Industry experts said on the third (and last) day of the MJBizConNEXT Direct virtual meeting of the Marijuana Business Daily on Wednesday that cannabis companies that depend on international supply chains need to remain vigilant to avoid too fragmented business.
The cannabis industry has been disrupted by the coronavirus pandemic, disrupting the global supply chain, but some companies that rely on overseas products perform better than others.
“People in the cannabis industry run their supply chain too lean,” said Beau Whitney, chief economist and director of Oregon-based Whitney Economics.
Those comments came during a panel discussion titled, “Critical Planning: Building the Resilience of Your Supply Chain.”
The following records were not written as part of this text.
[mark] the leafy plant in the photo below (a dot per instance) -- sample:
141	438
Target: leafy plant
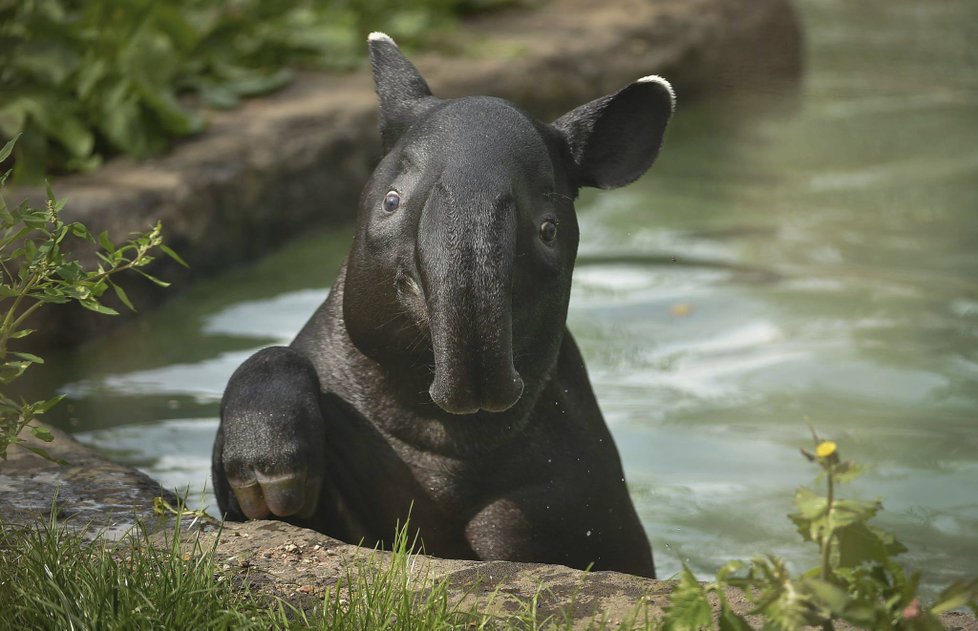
37	269
857	581
87	79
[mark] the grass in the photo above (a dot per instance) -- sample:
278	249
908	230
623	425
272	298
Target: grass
53	576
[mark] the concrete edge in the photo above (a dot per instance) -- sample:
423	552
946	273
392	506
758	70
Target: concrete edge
277	560
297	159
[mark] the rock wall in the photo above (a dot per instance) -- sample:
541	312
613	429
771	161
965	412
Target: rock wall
278	165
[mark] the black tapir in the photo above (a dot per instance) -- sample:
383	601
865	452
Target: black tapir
438	376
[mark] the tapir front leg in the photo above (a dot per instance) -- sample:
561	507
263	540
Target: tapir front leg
268	455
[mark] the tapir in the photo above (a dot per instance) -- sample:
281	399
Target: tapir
438	381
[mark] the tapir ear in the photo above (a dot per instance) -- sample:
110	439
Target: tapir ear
403	92
614	139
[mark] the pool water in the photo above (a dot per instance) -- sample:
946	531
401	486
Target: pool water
791	257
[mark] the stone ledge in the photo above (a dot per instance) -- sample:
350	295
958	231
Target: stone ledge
280	164
297	565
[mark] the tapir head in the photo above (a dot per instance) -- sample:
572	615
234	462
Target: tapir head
460	272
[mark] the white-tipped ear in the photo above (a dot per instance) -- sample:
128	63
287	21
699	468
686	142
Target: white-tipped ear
403	92
614	139
377	36
654	78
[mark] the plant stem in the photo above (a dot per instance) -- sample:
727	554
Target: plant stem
827	539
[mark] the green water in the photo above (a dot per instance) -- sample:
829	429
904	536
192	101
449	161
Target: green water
791	256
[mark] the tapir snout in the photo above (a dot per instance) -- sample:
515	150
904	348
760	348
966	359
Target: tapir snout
465	253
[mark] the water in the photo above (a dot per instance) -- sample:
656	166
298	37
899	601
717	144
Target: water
791	257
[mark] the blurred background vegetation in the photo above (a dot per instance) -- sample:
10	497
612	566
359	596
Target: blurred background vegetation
83	80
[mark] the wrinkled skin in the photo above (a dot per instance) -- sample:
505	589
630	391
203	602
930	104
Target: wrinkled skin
438	378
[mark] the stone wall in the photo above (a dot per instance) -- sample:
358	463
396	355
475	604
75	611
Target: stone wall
278	165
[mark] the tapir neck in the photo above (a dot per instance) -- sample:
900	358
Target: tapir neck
394	397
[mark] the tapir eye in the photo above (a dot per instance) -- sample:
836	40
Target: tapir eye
391	201
548	230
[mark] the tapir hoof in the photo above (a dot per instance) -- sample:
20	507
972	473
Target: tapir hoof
280	495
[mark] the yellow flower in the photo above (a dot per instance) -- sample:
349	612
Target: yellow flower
825	449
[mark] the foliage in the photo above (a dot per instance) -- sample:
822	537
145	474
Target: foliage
54	577
858	580
37	269
86	79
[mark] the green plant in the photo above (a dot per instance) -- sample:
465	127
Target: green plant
37	269
87	79
60	577
857	581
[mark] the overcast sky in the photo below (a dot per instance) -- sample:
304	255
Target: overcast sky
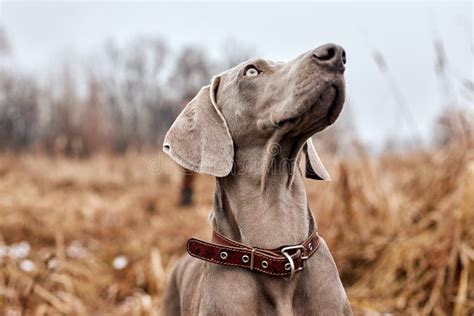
41	33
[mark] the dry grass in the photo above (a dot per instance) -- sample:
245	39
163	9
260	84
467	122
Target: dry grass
400	229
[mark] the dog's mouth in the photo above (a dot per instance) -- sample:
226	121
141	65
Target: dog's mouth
335	102
317	115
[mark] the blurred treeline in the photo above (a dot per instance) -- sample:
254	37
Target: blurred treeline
124	98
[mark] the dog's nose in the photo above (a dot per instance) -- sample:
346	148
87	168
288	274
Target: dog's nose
330	55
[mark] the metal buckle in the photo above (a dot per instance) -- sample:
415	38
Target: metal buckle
290	260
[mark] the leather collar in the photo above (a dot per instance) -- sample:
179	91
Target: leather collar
282	261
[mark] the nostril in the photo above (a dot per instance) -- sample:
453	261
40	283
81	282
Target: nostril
325	54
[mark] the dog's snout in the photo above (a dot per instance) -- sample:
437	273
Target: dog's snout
330	55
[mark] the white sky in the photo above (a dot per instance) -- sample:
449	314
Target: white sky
41	33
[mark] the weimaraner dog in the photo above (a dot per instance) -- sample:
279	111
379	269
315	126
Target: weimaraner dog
249	129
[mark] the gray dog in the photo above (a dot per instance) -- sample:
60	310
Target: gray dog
248	129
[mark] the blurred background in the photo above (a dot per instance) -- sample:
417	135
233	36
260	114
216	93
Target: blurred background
93	216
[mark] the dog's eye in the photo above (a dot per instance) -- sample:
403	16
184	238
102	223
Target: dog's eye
251	71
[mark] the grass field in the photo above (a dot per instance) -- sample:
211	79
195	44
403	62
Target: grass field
100	236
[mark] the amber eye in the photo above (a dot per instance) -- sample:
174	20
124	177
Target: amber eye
251	71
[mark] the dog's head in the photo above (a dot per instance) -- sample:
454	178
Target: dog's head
248	104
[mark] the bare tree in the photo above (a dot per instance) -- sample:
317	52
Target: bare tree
131	81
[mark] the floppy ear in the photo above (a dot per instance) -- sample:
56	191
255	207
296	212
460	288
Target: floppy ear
314	167
199	139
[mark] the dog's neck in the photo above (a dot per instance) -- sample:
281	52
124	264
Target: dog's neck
263	202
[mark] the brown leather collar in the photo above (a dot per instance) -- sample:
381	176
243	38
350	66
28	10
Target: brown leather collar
281	261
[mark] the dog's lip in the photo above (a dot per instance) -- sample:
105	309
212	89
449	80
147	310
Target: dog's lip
334	109
332	112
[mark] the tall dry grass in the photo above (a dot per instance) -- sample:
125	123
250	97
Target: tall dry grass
99	236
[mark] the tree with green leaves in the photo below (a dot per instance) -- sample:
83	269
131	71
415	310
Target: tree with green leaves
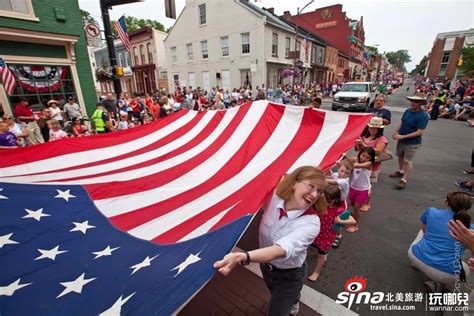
467	66
87	17
399	58
372	49
134	24
420	68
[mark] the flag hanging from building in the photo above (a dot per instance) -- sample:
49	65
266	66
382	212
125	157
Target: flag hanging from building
8	78
121	28
305	44
167	200
363	58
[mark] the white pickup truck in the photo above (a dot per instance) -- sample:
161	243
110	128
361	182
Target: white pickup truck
354	96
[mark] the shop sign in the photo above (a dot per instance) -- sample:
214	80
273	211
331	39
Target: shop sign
325	25
93	35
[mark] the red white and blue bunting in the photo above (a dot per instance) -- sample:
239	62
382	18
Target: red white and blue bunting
40	78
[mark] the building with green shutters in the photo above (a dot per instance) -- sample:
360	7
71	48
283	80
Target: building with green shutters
44	45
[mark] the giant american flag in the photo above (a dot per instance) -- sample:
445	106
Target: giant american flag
135	219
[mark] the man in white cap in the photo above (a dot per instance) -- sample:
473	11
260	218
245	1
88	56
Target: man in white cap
408	134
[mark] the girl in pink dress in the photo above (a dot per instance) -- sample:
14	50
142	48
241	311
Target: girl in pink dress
327	234
373	137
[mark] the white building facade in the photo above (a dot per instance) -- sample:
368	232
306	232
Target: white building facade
208	47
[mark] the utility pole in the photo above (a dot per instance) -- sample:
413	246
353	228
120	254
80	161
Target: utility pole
298	12
104	8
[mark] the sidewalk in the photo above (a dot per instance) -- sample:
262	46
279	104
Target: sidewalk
240	293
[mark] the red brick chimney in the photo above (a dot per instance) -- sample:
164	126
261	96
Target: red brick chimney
271	10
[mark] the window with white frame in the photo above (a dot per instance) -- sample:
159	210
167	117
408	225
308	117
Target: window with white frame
314	52
245	43
202	14
287	46
127	60
174	57
135	55
225	46
321	55
189	50
120	60
205	52
274	44
21	9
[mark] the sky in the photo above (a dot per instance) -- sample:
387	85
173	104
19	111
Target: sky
392	25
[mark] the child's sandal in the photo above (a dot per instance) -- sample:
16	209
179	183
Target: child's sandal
337	242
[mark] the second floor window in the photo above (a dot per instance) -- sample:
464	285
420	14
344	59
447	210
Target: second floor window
189	49
245	43
150	55
225	46
174	57
135	55
142	54
313	54
287	46
121	60
205	53
127	60
202	14
445	56
274	44
17	9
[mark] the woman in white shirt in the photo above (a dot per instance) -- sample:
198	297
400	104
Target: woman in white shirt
288	226
56	113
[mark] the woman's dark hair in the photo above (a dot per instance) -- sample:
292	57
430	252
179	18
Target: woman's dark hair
460	203
370	151
366	132
333	195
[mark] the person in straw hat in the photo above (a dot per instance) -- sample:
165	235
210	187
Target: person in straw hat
409	137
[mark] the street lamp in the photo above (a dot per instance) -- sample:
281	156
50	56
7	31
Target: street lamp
298	12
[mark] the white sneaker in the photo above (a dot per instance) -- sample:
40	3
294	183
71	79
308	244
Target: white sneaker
294	309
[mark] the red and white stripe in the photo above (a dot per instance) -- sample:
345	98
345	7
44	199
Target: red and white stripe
8	79
190	172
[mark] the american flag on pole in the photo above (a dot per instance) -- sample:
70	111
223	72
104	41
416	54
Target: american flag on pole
8	78
363	58
121	28
305	44
132	221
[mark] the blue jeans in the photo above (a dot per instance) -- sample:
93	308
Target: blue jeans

“If you’re expediting everything, you’re expediting nothing,” Whitney said.
These comments made during a panel discussion on the topic “Critical Planning: Building the Resilience of Your Supply Chain.”
Arnaud Dumas de Rauly, co-founder and CEO of The Blinc Group, a New York-based vape manufacturer, agreed that scrambling “is the worst case.”
He explained that maritime costs account for 5% of product costs, while air freight costs account for 10-11% of product costs. This is “a huge difference and will have a huge financial impact.”
De Rauly said that cannabis companies need to use data to identify and resolve delays throughout the supply chain.
“Even data as basic as time of departure and time of arrival” – if you have that for six months – can help a business evaluate its product timetables.
Whitney recommends that cannabis companies have at least one month’s buffer time for certain products and agree that it is essential to know the lead time of shipment.
“Understanding your suppliers and the risks associated with them is really critical,” Whitney added.
He said that if you can save costs and simplify supply from billing materials, it will be the difference between success and failure.
This article is issued by Mjbizdaily.